Polish motorcycle speedway rider (1934–2019)

Stefan Kwoczała (15 June 1934 – 7 July 2019) was a motorcycle speedway rider from Poland. He won the Polish championship in 1959 and reached the World Final in 1960, placing 7th. He earned three international caps for the Poland national speedway team.

== Career ==
Born in Kiedrzyn, Kwoczała rode for Włókniarz Częstochowa in the Polish league between 1955 and 1961, and in 1959 won the Polish championship at Rybnik. The same year he won one of the continental rounds of the World Championship, but failed to qualify for the final.

Kwoczała finished third in the 1960 European final at Wrocław, qualifying for the World final at Wembley Stadium, in which he scored 8 points to finish 7th.

Kwoczała also rode in the National League in the UK in 1960 becoming the first Pole to ride for Leicester Hunters and was allocated to them the following season.
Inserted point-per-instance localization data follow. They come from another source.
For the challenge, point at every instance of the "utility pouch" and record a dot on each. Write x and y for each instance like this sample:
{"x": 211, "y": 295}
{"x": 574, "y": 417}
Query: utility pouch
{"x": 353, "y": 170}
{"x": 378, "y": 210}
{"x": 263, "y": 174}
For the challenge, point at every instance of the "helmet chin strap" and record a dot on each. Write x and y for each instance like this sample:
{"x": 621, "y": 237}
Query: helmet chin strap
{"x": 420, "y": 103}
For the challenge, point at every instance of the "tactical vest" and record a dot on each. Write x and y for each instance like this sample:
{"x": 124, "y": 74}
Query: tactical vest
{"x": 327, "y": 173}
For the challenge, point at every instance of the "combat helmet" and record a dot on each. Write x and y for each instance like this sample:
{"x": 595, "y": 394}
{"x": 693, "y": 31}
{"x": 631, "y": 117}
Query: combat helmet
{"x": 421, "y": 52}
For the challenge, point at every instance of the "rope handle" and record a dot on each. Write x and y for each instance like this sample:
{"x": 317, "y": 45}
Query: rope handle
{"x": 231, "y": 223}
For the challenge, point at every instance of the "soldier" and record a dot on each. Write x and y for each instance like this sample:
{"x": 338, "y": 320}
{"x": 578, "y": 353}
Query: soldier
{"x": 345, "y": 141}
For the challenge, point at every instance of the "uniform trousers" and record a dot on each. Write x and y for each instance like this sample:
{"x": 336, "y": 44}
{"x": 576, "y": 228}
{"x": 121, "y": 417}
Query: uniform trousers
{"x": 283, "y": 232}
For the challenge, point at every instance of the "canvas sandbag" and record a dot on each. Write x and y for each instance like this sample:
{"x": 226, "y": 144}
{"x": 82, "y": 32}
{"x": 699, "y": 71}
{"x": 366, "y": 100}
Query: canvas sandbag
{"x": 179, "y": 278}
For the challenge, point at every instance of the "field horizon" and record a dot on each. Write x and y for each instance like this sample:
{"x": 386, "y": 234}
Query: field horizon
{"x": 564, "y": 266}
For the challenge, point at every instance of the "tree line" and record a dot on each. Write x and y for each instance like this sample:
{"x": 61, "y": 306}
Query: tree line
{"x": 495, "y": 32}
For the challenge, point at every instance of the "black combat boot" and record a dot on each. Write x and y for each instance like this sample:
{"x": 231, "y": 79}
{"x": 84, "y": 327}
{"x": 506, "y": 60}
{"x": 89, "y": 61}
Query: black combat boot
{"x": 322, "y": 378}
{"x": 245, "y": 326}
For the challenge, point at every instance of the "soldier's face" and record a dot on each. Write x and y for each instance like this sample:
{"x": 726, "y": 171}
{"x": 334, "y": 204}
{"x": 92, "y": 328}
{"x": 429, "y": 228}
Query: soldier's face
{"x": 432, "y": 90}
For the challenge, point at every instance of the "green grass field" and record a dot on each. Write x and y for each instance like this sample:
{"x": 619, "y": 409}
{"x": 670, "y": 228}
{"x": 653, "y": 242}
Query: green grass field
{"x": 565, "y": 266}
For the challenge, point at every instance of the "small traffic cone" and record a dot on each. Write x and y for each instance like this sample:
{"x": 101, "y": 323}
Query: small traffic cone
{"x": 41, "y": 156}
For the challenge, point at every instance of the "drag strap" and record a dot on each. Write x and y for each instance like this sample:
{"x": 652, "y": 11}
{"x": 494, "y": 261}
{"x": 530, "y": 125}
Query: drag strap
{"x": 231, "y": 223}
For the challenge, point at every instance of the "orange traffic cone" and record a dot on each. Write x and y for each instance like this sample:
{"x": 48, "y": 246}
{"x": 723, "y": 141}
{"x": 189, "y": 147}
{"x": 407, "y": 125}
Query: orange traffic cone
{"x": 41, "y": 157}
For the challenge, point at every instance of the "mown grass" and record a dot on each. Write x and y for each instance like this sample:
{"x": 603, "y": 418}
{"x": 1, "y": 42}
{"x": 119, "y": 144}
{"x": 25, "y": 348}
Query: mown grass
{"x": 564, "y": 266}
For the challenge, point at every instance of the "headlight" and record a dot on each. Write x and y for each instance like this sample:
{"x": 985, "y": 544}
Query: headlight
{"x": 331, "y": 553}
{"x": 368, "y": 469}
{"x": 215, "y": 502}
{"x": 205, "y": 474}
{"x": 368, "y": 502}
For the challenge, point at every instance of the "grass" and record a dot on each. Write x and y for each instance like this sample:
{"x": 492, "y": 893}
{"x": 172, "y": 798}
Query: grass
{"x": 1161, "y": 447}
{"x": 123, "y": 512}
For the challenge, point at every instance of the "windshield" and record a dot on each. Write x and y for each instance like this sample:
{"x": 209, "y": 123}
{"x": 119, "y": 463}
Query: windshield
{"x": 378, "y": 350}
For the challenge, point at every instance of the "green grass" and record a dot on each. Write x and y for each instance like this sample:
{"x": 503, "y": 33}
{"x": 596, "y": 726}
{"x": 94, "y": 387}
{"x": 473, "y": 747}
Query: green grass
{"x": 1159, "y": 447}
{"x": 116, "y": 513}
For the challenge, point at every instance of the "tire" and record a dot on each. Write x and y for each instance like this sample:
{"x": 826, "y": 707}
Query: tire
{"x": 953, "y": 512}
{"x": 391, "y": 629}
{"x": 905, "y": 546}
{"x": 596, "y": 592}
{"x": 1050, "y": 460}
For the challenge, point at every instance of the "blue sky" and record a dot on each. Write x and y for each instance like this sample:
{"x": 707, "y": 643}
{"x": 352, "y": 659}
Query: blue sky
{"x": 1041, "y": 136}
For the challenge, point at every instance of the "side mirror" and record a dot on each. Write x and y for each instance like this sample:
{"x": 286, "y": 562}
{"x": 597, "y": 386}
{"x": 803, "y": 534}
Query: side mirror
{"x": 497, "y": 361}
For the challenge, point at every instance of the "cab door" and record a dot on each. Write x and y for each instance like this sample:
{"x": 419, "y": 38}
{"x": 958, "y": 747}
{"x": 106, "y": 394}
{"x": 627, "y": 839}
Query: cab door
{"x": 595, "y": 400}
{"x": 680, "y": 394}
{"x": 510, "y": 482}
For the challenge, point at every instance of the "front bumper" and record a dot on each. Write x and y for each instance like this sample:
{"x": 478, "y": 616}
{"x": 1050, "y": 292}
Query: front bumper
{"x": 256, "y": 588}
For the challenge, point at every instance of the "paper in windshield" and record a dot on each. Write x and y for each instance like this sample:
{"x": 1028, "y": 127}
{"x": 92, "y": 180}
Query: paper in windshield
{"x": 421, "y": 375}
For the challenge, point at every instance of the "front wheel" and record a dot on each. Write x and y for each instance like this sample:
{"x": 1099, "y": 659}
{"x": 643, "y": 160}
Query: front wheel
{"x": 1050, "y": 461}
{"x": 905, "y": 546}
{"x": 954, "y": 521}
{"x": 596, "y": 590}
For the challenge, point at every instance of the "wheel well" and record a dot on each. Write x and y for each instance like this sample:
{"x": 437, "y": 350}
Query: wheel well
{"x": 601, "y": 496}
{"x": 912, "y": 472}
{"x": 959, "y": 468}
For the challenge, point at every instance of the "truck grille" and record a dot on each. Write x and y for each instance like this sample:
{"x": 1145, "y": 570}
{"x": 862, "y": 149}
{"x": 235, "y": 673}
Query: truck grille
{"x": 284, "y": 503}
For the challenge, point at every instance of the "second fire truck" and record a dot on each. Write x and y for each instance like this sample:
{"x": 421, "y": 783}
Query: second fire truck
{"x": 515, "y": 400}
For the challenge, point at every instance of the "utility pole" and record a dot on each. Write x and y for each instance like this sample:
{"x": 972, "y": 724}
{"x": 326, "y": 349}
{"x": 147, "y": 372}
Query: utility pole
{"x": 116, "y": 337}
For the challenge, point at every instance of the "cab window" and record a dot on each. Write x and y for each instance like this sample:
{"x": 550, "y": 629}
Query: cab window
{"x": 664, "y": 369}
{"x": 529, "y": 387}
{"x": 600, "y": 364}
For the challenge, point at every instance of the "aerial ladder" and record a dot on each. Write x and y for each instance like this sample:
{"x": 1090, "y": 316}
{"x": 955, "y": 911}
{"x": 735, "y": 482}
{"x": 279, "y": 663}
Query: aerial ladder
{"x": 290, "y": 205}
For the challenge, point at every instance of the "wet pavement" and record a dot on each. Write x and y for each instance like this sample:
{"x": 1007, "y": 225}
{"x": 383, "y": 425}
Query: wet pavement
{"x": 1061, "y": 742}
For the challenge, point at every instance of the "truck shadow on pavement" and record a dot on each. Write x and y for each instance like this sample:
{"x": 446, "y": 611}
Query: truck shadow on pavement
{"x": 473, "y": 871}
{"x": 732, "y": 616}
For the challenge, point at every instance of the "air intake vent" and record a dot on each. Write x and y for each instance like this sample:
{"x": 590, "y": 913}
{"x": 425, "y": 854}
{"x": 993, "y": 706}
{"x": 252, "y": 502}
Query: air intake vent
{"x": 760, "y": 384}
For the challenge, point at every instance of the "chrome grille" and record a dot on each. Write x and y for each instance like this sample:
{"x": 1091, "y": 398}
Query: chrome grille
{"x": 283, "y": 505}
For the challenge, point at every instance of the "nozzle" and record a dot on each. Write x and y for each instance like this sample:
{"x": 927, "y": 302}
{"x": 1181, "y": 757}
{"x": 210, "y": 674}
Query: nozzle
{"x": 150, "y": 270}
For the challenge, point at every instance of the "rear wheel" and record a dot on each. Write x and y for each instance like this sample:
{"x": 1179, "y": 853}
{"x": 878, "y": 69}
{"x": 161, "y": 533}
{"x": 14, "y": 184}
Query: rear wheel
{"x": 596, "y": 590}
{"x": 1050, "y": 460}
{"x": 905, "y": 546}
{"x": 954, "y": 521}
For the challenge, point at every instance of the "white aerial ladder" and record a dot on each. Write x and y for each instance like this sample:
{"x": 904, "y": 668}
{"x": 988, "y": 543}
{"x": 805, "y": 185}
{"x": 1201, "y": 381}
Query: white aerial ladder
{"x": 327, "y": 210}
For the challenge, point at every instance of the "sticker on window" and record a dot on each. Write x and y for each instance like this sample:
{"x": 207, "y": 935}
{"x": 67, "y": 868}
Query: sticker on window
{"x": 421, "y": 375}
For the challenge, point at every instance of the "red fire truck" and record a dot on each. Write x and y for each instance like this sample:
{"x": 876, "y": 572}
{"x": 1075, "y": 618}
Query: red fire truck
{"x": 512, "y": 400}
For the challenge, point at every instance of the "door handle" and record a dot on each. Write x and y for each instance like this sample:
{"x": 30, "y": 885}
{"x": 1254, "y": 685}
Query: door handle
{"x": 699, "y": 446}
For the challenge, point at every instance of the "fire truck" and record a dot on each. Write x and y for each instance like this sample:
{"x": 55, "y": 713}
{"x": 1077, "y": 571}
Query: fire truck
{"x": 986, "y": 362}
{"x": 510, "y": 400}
His career ended after suffering a fractured skull in a crash at Kraków in 1961 during the Golden Helmet competition. After retiring from racing he moved into coaching riders at Włókniarz Częstochowa and Gwardia Łódź.

==World Final Appearances==
===Individual World Championship===
- 1960 - ENG London, Wembley Stadium - 7th - 7pts

==Death==
Stefan Kwoczała died in Częstochowa during the night of 6/7 July 2019, aged 85.